No more. We are real. We exist. We will not stay in the shadows for the sake of really racist people and politicians whose own racist agenda is be challenged by our very existence.
I’m being very loud about this right now, when usually I try to break being dougla to you gently.
But I am sick, tired and hot to death of people who do not know what I am trying to brainwash or browbeat me into denying my ethnic identity and thus, by extension, to deny the best parents any human being ever had—my own blessed mother and father, who fought, via the love they shared, the same racism trying to sunder me from my selfhood unto this day.
I believe in my heart that healing for our nation can come from acknowledging the truth of our shared histories and, yes, goddamit, bloodlines.
But embracing history means knowing it. Knowing it requires naming it. Naming it necessitates “giving Jack he jacket.”
Just as the history of how the African, Indians, Chinese, Syrian etc came to T&T—not the bloody Caribbean, but THIS republic—must begin to be taught to our children in schools and homes, so too must the history of how douglas came to be.
Though, to teach of us you must see us. Are we seen? Perhaps. But we are surely still ignored as a people.
The name that gives us our identity is squandered—another technique to turn a blind eye to us and pretend we do not have our own place in the sun.
This isn’t what’s done to other mixed-race peoples. No one would watch me and call me mulatto, quadroon, mestizo. No. So why call any of them dougla?
The etymology of the word is very specific and it defines for us what, then, a dougla is. No matter what else is in the mix, there must be African and Indian to make a dougla.
It’s in the mix and it’s in the look. It’s in the reality of what we were—in our ancestors—and what we are.
Still, non-dougla others want us to pretend we’re not dougla. What the hell is up with that?
I’d like to see you tell a Japanese man to not call himself Japanese, but Chinese, the way Trinis call anybody with slanted eyes “Chinee.”
I’d like to see you tell a curly-haired, staunch Trini Indian woman that she shouldn’t call herself Indian with hair like that, but should think of herself as dougla.
That would basically imply that one of her two Indian parents isn’t actually her parent. Exactly the way people make me feel when they try to fight down my douglaness, and parentage.

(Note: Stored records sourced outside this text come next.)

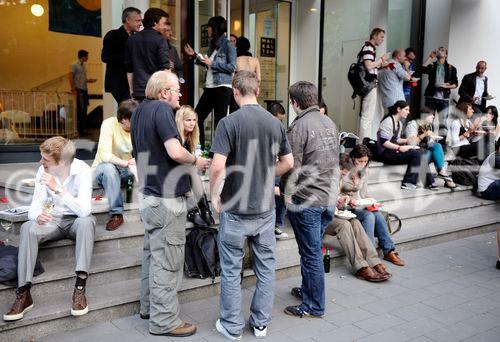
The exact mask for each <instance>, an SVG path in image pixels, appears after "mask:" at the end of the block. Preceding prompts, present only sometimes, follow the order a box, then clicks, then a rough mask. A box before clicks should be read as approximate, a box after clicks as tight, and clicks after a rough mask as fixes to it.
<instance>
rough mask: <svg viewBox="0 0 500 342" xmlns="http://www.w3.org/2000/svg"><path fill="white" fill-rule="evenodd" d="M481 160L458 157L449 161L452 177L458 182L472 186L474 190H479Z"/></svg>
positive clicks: (466, 185) (458, 183) (448, 165)
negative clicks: (479, 160) (468, 158)
mask: <svg viewBox="0 0 500 342" xmlns="http://www.w3.org/2000/svg"><path fill="white" fill-rule="evenodd" d="M480 166H481V165H480V163H479V160H477V159H468V158H461V157H456V158H455V159H454V160H450V161H449V162H448V170H449V171H451V178H452V179H453V181H454V182H455V183H457V184H460V185H464V186H472V191H473V192H476V191H477V176H478V174H479V167H480Z"/></svg>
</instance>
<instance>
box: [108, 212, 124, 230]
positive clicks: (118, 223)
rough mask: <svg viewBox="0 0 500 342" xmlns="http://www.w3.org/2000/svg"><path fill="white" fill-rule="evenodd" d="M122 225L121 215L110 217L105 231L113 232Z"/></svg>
mask: <svg viewBox="0 0 500 342" xmlns="http://www.w3.org/2000/svg"><path fill="white" fill-rule="evenodd" d="M122 224H123V215H122V214H116V215H112V216H111V218H110V219H109V221H108V223H106V230H109V231H110V232H111V231H113V230H116V229H118V227H120V226H121V225H122Z"/></svg>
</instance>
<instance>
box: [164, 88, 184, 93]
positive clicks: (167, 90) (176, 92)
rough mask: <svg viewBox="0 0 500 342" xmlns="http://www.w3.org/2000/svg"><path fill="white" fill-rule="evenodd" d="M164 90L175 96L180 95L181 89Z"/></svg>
mask: <svg viewBox="0 0 500 342" xmlns="http://www.w3.org/2000/svg"><path fill="white" fill-rule="evenodd" d="M165 90H167V91H170V92H173V93H177V94H180V93H181V89H180V88H177V89H169V88H165Z"/></svg>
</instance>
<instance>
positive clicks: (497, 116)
mask: <svg viewBox="0 0 500 342" xmlns="http://www.w3.org/2000/svg"><path fill="white" fill-rule="evenodd" d="M488 110H491V114H492V115H493V120H491V122H493V124H494V125H495V126H496V125H497V123H498V109H497V107H495V106H488V107H486V113H488Z"/></svg>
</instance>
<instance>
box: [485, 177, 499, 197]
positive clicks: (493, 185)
mask: <svg viewBox="0 0 500 342" xmlns="http://www.w3.org/2000/svg"><path fill="white" fill-rule="evenodd" d="M481 197H482V198H484V199H487V200H490V201H498V200H500V179H498V180H496V181H494V182H493V183H491V184H490V185H489V186H488V187H487V188H486V190H484V191H483V192H481Z"/></svg>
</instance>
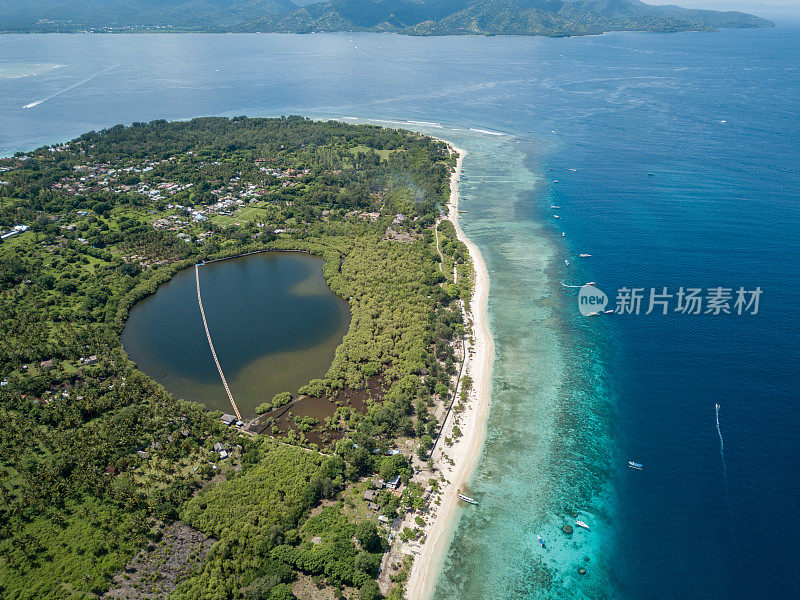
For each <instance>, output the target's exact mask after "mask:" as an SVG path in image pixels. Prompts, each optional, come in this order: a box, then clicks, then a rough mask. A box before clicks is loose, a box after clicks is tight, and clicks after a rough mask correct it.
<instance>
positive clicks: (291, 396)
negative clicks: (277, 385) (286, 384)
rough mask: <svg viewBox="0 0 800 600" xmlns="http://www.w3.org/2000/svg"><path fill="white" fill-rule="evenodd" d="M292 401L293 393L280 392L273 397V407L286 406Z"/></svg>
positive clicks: (277, 407)
mask: <svg viewBox="0 0 800 600" xmlns="http://www.w3.org/2000/svg"><path fill="white" fill-rule="evenodd" d="M291 401H292V395H291V394H290V393H289V392H280V393H278V394H275V395H274V396H273V397H272V408H280V407H281V406H286V405H287V404H289V402H291Z"/></svg>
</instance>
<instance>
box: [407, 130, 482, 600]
mask: <svg viewBox="0 0 800 600" xmlns="http://www.w3.org/2000/svg"><path fill="white" fill-rule="evenodd" d="M450 146H451V148H453V150H455V151H456V152H458V155H459V158H458V162H457V165H456V169H455V171H454V172H453V174H452V177H451V178H450V203H449V205H448V208H449V212H448V218H449V219H450V220H451V221H452V222H453V224H454V225H455V229H456V233H457V235H458V238H459V239H460V240H461V241H462V242H464V244H465V245H466V246H467V248H468V249H469V253H470V257H471V258H472V263H473V266H474V268H475V289H474V291H473V295H472V302H471V314H470V317H471V320H472V323H473V342H472V344H471V345H470V346H468V351H467V354H466V356H467V362H466V365H465V369H464V374H465V375H469V376H470V377H471V378H472V380H473V387H472V391H471V392H470V394H469V397H468V401H467V408H466V410H464V411H463V412H461V413H460V414H459V415H457V416H456V415H455V414H451V415H450V417H449V419H448V422H447V423H445V431H444V435H443V437H447V436H449V431H450V430H451V429H452V426H453V422H454V421H455V419H456V418H457V419H458V426H459V428H460V429H461V431H462V434H463V435H462V437H460V438H459V439H458V440H457V441H456V442H454V443H453V444H452V445H451V446H445V444H444V443H442V442H441V441H440V443H439V445H438V446H437V448H436V450H435V451H434V453H433V456H432V457H431V459H430V460H431V463H432V464H431V466H432V467H433V468H436V469H438V470H439V472H440V473H441V474H442V475H444V477H445V480H446V482H445V483H444V484H443V485H442V486H441V493H440V495H439V498H440V504H439V505H438V506H436V507H435V508H434V510H432V511H431V513H430V516H429V519H428V524H427V527H426V528H425V542H424V543H423V544H421V546H420V547H419V551H418V552H416V554H417V556H416V557H415V559H414V566H413V567H412V570H411V573H410V575H409V579H408V581H407V583H406V598H407V600H427V599H428V598H431V596H432V595H433V591H434V586H435V585H436V579H437V577H438V575H439V571H440V569H441V564H442V561H443V560H444V556H445V553H446V552H447V548H448V546H449V544H450V540H451V538H452V534H453V530H454V528H455V524H456V522H457V517H458V511H459V510H464V509H466V510H475V508H474V507H470V506H468V505H466V504H464V503H463V502H461V501H460V500H459V499H458V497H457V493H458V490H459V489H463V488H464V486H465V485H466V483H467V481H468V480H469V477H470V474H471V473H472V470H473V467H474V466H475V463H476V461H477V459H478V456H479V454H480V451H481V448H482V447H483V441H484V437H485V432H486V418H487V416H488V412H489V399H490V398H489V397H490V392H491V378H492V364H493V362H494V341H493V339H492V334H491V331H490V329H489V323H488V316H487V306H488V298H489V274H488V272H487V270H486V265H485V264H484V262H483V257H482V256H481V253H480V252H479V251H478V248H477V246H475V244H474V243H472V241H471V240H470V239H469V238H468V237H467V236H466V235H465V234H464V231H463V230H462V229H461V226H460V225H459V223H458V182H459V178H460V176H461V163H462V161H463V159H464V151H463V150H462V149H460V148H456V147H454V146H452V144H451V145H450ZM446 458H449V460H446ZM451 461H452V463H451Z"/></svg>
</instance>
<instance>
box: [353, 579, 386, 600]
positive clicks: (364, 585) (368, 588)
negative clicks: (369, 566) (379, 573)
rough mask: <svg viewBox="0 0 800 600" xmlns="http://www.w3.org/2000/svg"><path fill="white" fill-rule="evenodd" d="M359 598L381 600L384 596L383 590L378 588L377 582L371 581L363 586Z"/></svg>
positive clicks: (359, 595) (362, 598) (359, 598)
mask: <svg viewBox="0 0 800 600" xmlns="http://www.w3.org/2000/svg"><path fill="white" fill-rule="evenodd" d="M358 598H359V600H380V599H381V598H383V594H381V589H380V588H379V587H378V584H377V582H375V581H373V580H371V579H370V580H369V581H367V582H366V583H364V585H362V586H361V589H360V590H359V591H358Z"/></svg>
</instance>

A certain buddy often harangued me to despise Indians until I finally screamed, “By trying to make me hate Indians, you’re trying to make me hate my father. That will never happen. I’d quicker hate you!”
Funny thing, he told me that by saying so I was being racist to Africans. I’m not making this up.
People like that man believe that if you won’t be racist to one, then you must be racist to the other. It’s like if you won’t hate Indians, it must mean you hate Africans, or vice versa.
God....
The beauty of my, and others like me, embracing dougla identity is that I am loving all the races and ethnicities that make me and so I cannot be racist.
The very word dougla means a person of Indian and African heritage, and a hotchpotch of other ethnicities, but those two most significantly.
By saying I am dougla, I can never be denying my African heritage. I couldn’t be a true, true dougla if the African was missing from the equation.
I am more than the sum of each my separate ethnic parts...and THAT’S a dougla.